I use neovim with built-in lsp. There is a problem where I can’t open two python projects that have distinct virtual environments.

In order for neovim to pick up the correct virtual environment, it is necessary to cd into the directory where it is located and source <venv>/bin/activate it.

If one wants to open a different python project in the middle of an editing session, it is necessary to open a new instance of neovim and repeat the source <venv>/bin/activate procedure. There is an github issue with different solutions to this problem.

I use pyright and fortunately, pyright supports project-specific virtual environments: link. For pyright to pick up the correct virtual environment it is necessary to create a pyrightconfig.json file at the project root with the following structure:

{
  "venvPath": "/home/walter/.local/share/virtualenvs",
  "venv": "13331b919ccf8756721b5f174edac615f7126066"
}

venvPath is the folder with all the virtual environments . venv is the virtual environment itself. I wrote myself a small utility script for managing virtual environments: workon.

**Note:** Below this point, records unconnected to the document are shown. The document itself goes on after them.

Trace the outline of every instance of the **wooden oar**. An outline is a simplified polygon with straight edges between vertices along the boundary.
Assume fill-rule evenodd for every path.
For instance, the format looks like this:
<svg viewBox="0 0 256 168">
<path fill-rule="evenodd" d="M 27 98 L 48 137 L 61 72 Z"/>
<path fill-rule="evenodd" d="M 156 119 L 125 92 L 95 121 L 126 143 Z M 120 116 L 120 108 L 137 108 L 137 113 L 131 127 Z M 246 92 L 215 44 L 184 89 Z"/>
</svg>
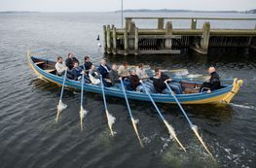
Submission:
<svg viewBox="0 0 256 168">
<path fill-rule="evenodd" d="M 138 141 L 139 141 L 139 144 L 142 148 L 144 148 L 144 145 L 139 137 L 139 134 L 138 134 L 138 129 L 137 129 L 137 119 L 134 119 L 132 114 L 131 114 L 131 111 L 130 111 L 130 107 L 129 107 L 129 103 L 128 103 L 128 96 L 127 96 L 127 92 L 126 92 L 126 88 L 125 88 L 125 85 L 124 85 L 124 83 L 122 81 L 122 78 L 120 79 L 120 82 L 121 82 L 121 84 L 122 84 L 122 88 L 123 88 L 123 92 L 124 92 L 124 96 L 125 96 L 125 99 L 126 99 L 126 102 L 127 102 L 127 105 L 128 105 L 128 115 L 130 117 L 130 119 L 131 119 L 131 122 L 132 122 L 132 125 L 133 125 L 133 128 L 134 128 L 134 131 L 137 135 L 137 138 L 138 138 Z"/>
<path fill-rule="evenodd" d="M 81 81 L 81 102 L 80 102 L 80 129 L 83 130 L 83 121 L 85 115 L 88 114 L 88 111 L 83 107 L 83 100 L 84 100 L 84 84 L 85 84 L 85 72 L 82 74 L 82 81 Z"/>
<path fill-rule="evenodd" d="M 164 118 L 164 116 L 163 116 L 162 113 L 160 112 L 157 104 L 155 103 L 155 101 L 153 100 L 152 96 L 150 95 L 150 93 L 149 93 L 148 90 L 146 89 L 143 82 L 140 81 L 140 83 L 141 83 L 143 88 L 145 89 L 146 94 L 148 95 L 148 97 L 150 98 L 151 102 L 153 103 L 155 109 L 157 110 L 159 116 L 161 117 L 161 118 L 162 118 L 163 121 L 165 122 L 165 126 L 167 127 L 170 136 L 173 137 L 174 140 L 178 143 L 178 145 L 182 148 L 182 150 L 183 150 L 184 151 L 186 151 L 186 149 L 183 147 L 183 145 L 182 145 L 182 144 L 180 143 L 180 141 L 178 140 L 178 138 L 177 138 L 177 136 L 176 136 L 176 133 L 175 133 L 175 131 L 174 131 L 174 128 L 173 128 L 173 127 L 168 123 L 168 121 Z"/>
<path fill-rule="evenodd" d="M 67 69 L 64 73 L 64 76 L 63 76 L 63 83 L 62 83 L 62 88 L 61 88 L 61 93 L 60 93 L 60 97 L 59 97 L 59 102 L 58 102 L 58 105 L 57 105 L 57 112 L 56 112 L 56 118 L 55 118 L 55 121 L 57 123 L 58 121 L 58 118 L 59 118 L 59 115 L 60 113 L 62 112 L 62 110 L 66 109 L 67 108 L 67 105 L 65 105 L 64 103 L 62 103 L 62 96 L 63 96 L 63 92 L 64 92 L 64 87 L 65 87 L 65 83 L 66 83 L 66 75 L 67 75 Z"/>
<path fill-rule="evenodd" d="M 113 117 L 111 114 L 109 114 L 108 109 L 107 109 L 107 103 L 106 103 L 106 97 L 105 97 L 105 91 L 104 91 L 104 84 L 103 84 L 103 80 L 102 76 L 100 75 L 100 84 L 101 84 L 101 90 L 102 90 L 102 96 L 103 96 L 103 101 L 104 101 L 104 107 L 105 107 L 105 112 L 107 116 L 107 122 L 108 122 L 108 127 L 110 129 L 110 133 L 112 136 L 114 136 L 114 132 L 112 129 L 112 125 L 114 124 L 116 118 Z"/>
<path fill-rule="evenodd" d="M 200 140 L 201 144 L 202 147 L 205 149 L 205 151 L 209 153 L 209 155 L 211 156 L 211 158 L 215 161 L 212 153 L 209 151 L 209 150 L 207 149 L 207 147 L 206 147 L 205 144 L 203 143 L 201 137 L 200 136 L 200 134 L 199 134 L 199 132 L 198 132 L 198 126 L 197 126 L 197 125 L 194 125 L 194 124 L 191 122 L 191 120 L 190 120 L 190 118 L 188 118 L 186 112 L 184 111 L 183 107 L 181 106 L 180 102 L 178 101 L 175 93 L 171 90 L 170 86 L 167 84 L 166 82 L 165 82 L 165 84 L 166 84 L 168 90 L 171 92 L 171 95 L 172 95 L 172 97 L 175 99 L 175 101 L 176 101 L 177 105 L 179 106 L 181 112 L 182 112 L 183 115 L 185 116 L 187 121 L 189 122 L 191 129 L 194 131 L 194 133 L 196 134 L 196 136 L 197 136 L 198 139 Z"/>
</svg>

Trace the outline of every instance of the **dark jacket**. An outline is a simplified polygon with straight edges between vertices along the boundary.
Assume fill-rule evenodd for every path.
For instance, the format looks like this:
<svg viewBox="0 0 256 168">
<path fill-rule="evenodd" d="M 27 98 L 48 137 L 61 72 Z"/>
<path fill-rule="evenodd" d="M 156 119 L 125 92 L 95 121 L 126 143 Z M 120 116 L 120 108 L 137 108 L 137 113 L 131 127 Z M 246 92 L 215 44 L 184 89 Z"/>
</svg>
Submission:
<svg viewBox="0 0 256 168">
<path fill-rule="evenodd" d="M 106 65 L 106 67 L 107 67 L 108 71 L 110 71 L 109 66 Z M 99 74 L 101 74 L 102 78 L 108 78 L 108 74 L 109 74 L 108 71 L 107 71 L 102 65 L 100 65 L 100 66 L 97 68 L 97 72 L 98 72 Z"/>
<path fill-rule="evenodd" d="M 139 79 L 137 75 L 130 75 L 129 76 L 129 83 L 130 83 L 130 87 L 132 90 L 136 90 L 136 87 L 140 84 Z"/>
<path fill-rule="evenodd" d="M 67 58 L 65 63 L 66 63 L 66 66 L 68 67 L 68 69 L 72 69 L 74 67 L 74 62 L 78 62 L 78 59 L 76 57 L 73 57 L 73 58 Z"/>
<path fill-rule="evenodd" d="M 160 79 L 152 78 L 153 85 L 159 93 L 162 93 L 162 91 L 166 88 L 165 81 L 167 79 L 169 79 L 169 77 L 164 73 L 161 74 Z"/>
<path fill-rule="evenodd" d="M 91 68 L 91 66 L 92 65 L 91 62 L 85 62 L 84 66 L 86 70 L 89 70 Z M 82 66 L 82 69 L 84 69 L 84 66 Z"/>
<path fill-rule="evenodd" d="M 81 76 L 82 69 L 80 67 L 72 68 L 71 74 L 74 77 L 74 80 L 78 80 L 78 77 Z"/>
<path fill-rule="evenodd" d="M 211 91 L 220 88 L 220 77 L 218 73 L 213 72 L 210 74 L 209 82 L 203 83 L 200 90 L 204 91 L 203 88 L 209 88 Z"/>
<path fill-rule="evenodd" d="M 111 70 L 109 72 L 108 76 L 109 76 L 109 79 L 110 79 L 112 84 L 120 83 L 118 71 Z"/>
</svg>

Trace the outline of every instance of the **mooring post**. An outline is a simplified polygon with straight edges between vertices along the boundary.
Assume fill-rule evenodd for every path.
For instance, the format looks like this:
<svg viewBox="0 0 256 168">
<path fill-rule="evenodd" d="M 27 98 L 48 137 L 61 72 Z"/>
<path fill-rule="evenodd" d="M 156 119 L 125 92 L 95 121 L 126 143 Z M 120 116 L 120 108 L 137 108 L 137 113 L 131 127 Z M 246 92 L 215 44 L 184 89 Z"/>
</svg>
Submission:
<svg viewBox="0 0 256 168">
<path fill-rule="evenodd" d="M 210 22 L 206 21 L 202 25 L 202 35 L 201 39 L 201 49 L 204 54 L 207 54 L 210 38 Z"/>
<path fill-rule="evenodd" d="M 158 18 L 158 29 L 161 29 L 161 30 L 164 29 L 164 22 L 165 22 L 165 19 L 163 17 Z"/>
<path fill-rule="evenodd" d="M 104 38 L 104 52 L 107 52 L 107 28 L 103 25 L 103 38 Z"/>
<path fill-rule="evenodd" d="M 117 54 L 117 28 L 113 27 L 113 54 Z"/>
<path fill-rule="evenodd" d="M 192 30 L 197 29 L 197 19 L 196 18 L 191 19 L 191 29 Z"/>
<path fill-rule="evenodd" d="M 138 54 L 138 27 L 135 28 L 134 54 Z"/>
<path fill-rule="evenodd" d="M 172 35 L 172 23 L 171 21 L 167 21 L 165 25 L 165 35 Z M 171 38 L 166 38 L 165 41 L 165 49 L 171 49 L 172 43 Z"/>
<path fill-rule="evenodd" d="M 127 18 L 126 18 L 126 27 L 125 27 L 125 28 L 128 28 L 128 25 L 129 25 L 129 23 L 130 23 L 131 20 L 132 20 L 132 19 L 129 18 L 129 17 L 127 17 Z"/>
<path fill-rule="evenodd" d="M 124 40 L 125 40 L 125 55 L 128 55 L 128 29 L 127 27 L 125 27 L 125 31 L 124 31 Z"/>
<path fill-rule="evenodd" d="M 111 52 L 110 25 L 107 25 L 107 53 Z"/>
</svg>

First, workon tries to activate the correct virtual environment if there is any.

If there is no virtual environment associated with the folder, it prompts to create a new one. The python versions are the ones installed by asdf.

Second, it generates the pyrightconfig.json file.

workon in action
workon in action

Two projects, one with fastapi and another with django installed, both distinct virtual environments. Go-to-definition jumps to the project-specific virtual environments.